3. The overall plan would be:
   • Update the struct listed in 'go help mod download' to add two new fields OldSums []string and OldGoSums []string. The go command would then compute the "fixed" h1 hash as Sum and GoModSum and the original, if it differs, into OldSums and OldGoSums. (The go.mod sums are unaffected due to this bug, so OldGoSums will always be empty for now. OldSums will only be non-empty for affected modules, which right now looks like only go.felesatra.moe modules.)
   • When checking against a checksum database result, the go command changes to accept either the canonical sum or any of the "old" sums.
   • When checking against an existing go.sum line, the go command changes to accept either the canonical sum or any of the "old" sums.
   • When writing a new line to go.sum (because there is no existing line for a given module), the go command writes only the canonical sum.
   • Update the checksum database server to include OldSums and OldGoSums as well as Sum and GoModSum in its checksum entries. This must happen before or at the same time that the checksum database starts using the new go command. Otherwise older go commands will be served entries with only the new checksums (for newly indexed modules) and will fail to validate them.
   • Any external verifiers would need to be updated to check that the database lists a subset of the sums listed in 'go mod download -json'.

This problem seems like a fairly low priority, but that would be the plan.

[rsc]

@darkfeline are you using your own code to generate the modules, or are you using some broadly available tool? If the latter we'd want to notify the author.
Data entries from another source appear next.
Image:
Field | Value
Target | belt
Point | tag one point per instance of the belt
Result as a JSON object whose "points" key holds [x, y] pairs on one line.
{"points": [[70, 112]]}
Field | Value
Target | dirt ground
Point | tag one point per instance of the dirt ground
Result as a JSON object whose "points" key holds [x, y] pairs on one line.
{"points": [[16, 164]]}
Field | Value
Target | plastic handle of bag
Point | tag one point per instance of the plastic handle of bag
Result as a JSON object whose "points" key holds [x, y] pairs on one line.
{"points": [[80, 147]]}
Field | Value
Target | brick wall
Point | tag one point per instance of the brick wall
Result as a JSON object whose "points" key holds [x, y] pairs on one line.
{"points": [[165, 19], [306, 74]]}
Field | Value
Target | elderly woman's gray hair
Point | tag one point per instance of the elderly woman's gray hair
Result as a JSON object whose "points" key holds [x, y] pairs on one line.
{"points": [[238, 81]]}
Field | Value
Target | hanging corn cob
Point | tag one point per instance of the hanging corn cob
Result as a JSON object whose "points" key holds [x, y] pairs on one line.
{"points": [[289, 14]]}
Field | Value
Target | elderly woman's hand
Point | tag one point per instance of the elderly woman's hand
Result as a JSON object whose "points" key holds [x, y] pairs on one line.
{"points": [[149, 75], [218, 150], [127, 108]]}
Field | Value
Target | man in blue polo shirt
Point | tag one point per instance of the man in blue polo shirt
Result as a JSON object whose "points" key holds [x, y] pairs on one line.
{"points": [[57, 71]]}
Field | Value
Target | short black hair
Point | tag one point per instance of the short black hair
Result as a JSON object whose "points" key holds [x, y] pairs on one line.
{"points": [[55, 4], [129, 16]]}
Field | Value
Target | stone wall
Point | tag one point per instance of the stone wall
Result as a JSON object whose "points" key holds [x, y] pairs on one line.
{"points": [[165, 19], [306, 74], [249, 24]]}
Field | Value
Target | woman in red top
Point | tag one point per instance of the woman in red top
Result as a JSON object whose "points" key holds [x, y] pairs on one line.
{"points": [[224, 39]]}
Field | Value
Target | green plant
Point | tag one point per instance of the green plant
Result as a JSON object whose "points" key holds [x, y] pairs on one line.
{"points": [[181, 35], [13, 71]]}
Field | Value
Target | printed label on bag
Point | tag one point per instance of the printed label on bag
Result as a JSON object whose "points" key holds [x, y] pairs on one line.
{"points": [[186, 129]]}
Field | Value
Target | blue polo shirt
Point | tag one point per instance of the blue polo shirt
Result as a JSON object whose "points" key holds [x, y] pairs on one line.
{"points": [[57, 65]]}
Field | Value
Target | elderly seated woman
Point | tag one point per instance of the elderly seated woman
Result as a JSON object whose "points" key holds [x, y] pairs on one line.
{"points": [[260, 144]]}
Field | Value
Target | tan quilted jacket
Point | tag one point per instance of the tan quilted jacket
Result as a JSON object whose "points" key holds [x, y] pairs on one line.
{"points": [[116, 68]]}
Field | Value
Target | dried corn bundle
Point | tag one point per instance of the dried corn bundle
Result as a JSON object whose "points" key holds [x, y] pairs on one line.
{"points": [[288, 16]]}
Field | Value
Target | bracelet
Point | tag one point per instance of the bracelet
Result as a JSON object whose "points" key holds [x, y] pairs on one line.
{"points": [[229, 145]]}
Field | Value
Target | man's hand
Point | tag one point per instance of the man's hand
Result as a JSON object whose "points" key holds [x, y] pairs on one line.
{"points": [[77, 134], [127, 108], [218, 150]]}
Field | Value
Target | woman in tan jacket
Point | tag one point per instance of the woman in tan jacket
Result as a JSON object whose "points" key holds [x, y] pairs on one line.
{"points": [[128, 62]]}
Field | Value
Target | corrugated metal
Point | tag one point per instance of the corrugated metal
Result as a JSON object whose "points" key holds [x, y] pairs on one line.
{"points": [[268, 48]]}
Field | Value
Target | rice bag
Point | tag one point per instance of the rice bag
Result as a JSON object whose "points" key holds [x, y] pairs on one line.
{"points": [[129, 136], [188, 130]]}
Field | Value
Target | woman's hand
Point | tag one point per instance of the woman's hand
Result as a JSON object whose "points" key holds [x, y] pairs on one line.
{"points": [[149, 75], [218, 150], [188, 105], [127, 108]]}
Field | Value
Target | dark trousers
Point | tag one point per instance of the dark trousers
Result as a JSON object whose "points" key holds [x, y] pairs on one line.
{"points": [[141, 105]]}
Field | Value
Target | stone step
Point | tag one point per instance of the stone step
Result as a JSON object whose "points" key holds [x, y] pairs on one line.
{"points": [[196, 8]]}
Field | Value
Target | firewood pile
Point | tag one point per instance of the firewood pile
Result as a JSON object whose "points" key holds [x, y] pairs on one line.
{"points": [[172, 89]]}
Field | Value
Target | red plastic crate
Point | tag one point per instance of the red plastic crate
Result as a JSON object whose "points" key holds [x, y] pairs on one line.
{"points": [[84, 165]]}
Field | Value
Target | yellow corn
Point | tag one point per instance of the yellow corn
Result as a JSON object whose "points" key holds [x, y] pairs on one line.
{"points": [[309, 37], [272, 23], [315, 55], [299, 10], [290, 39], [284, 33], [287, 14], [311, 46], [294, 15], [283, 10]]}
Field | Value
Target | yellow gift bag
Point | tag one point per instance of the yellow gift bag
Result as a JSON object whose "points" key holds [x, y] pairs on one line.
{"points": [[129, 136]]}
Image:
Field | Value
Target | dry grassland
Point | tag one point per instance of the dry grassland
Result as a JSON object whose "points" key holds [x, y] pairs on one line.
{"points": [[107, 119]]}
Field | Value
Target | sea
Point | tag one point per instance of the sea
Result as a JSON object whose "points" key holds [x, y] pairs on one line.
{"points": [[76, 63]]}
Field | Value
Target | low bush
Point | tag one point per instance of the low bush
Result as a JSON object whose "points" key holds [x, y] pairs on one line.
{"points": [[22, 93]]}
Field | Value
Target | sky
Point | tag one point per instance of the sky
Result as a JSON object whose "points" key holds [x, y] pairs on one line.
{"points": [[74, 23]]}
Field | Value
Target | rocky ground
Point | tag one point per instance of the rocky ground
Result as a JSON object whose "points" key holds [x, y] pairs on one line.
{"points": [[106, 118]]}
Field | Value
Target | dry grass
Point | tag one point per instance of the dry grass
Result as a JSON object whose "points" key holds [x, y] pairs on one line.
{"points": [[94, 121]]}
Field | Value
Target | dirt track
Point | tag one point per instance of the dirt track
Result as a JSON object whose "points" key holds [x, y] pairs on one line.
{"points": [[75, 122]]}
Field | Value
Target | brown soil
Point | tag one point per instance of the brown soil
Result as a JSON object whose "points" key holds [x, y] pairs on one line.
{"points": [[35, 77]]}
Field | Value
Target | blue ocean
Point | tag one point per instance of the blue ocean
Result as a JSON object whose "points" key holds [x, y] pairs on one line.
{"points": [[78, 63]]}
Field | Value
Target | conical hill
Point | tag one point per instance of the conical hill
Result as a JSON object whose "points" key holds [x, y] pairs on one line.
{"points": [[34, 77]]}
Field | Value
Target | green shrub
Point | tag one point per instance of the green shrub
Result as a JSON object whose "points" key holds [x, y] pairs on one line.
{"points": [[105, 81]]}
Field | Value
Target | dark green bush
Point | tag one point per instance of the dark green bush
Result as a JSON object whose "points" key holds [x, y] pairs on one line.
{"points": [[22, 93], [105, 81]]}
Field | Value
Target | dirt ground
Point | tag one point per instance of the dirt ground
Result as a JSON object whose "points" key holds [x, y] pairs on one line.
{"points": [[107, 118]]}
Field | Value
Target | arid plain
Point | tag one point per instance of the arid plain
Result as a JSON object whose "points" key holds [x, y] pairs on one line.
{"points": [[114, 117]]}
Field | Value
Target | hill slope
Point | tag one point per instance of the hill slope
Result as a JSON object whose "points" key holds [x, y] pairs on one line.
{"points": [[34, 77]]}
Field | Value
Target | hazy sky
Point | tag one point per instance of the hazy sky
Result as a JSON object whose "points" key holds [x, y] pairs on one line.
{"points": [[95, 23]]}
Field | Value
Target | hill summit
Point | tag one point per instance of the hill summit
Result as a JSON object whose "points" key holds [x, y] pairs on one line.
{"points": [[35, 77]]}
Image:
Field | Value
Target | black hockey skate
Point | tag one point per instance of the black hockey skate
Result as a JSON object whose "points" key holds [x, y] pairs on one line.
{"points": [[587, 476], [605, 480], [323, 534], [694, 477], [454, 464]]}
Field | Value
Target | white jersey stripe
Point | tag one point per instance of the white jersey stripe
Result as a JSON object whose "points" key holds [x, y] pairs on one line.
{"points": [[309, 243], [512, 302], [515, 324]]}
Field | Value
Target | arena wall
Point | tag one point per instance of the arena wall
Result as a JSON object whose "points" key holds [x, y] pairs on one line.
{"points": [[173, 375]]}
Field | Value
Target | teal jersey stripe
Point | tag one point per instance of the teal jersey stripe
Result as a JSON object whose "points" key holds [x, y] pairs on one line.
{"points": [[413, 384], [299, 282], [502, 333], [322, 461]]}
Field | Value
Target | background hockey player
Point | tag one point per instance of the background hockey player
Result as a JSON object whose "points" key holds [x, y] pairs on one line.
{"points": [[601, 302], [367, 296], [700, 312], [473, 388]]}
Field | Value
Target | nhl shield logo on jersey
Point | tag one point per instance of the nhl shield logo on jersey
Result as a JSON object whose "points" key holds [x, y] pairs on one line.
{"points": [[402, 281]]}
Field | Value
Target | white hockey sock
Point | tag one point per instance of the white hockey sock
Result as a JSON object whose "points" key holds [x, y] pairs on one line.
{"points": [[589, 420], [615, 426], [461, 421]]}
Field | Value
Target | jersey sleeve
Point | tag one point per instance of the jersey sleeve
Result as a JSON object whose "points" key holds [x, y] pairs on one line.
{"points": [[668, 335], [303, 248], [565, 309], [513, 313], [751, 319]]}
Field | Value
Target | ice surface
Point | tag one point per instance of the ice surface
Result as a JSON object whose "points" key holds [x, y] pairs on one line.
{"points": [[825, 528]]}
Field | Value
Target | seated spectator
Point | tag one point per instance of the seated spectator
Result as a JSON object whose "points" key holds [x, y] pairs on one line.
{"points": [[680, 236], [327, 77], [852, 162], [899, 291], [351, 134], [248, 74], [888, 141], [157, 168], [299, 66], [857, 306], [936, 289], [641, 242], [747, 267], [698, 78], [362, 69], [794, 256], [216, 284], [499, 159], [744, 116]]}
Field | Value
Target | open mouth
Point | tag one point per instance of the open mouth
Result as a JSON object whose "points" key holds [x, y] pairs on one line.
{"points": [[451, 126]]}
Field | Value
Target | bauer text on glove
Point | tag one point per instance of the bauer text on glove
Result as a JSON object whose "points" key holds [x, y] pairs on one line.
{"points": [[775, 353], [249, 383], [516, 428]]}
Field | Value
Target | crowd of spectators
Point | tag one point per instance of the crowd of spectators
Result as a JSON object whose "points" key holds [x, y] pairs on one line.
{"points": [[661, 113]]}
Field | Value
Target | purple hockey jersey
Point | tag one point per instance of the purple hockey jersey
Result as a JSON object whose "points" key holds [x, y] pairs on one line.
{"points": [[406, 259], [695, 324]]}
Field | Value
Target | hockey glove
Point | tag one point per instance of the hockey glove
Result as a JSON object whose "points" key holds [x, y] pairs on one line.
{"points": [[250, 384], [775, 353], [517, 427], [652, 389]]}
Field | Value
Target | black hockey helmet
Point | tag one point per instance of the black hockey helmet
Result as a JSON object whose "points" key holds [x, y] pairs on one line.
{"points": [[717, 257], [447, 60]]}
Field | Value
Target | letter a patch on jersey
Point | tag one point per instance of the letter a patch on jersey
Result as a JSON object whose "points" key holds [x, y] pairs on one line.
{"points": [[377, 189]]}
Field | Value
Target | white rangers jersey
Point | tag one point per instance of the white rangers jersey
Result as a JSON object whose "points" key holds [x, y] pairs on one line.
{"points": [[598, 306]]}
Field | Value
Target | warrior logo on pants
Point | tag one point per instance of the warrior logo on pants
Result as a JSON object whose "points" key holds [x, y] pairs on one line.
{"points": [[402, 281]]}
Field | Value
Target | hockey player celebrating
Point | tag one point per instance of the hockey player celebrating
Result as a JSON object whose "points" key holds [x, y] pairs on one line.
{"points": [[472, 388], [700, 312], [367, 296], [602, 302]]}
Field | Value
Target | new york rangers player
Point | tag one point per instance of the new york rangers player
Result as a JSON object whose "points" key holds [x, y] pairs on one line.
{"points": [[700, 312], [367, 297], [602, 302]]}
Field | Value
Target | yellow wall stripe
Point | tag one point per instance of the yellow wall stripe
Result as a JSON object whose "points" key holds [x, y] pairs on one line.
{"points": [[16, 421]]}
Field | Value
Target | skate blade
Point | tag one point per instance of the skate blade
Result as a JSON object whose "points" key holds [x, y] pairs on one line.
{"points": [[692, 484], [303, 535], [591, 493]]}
Thanks.

[darkfeline]

I am using git -C code-dir archive --format=zip --prefix=package@v0.1.0/ v0.1.0 (code)

[gopherbot]

This issue is currently labeled as early-in-cycle for Go 1.21. That time is now, so a friendly reminder to look at it again.

[gopherbot]

This issue is currently labeled as early-in-cycle for Go 1.22. That time is now, so a friendly reminder to look at it again.

[bcmills]

I think this needs to wait for at least Go 1.23, so that Go toolchains that don't enforce strict toolchain bounds are no longer supported when the hashes change.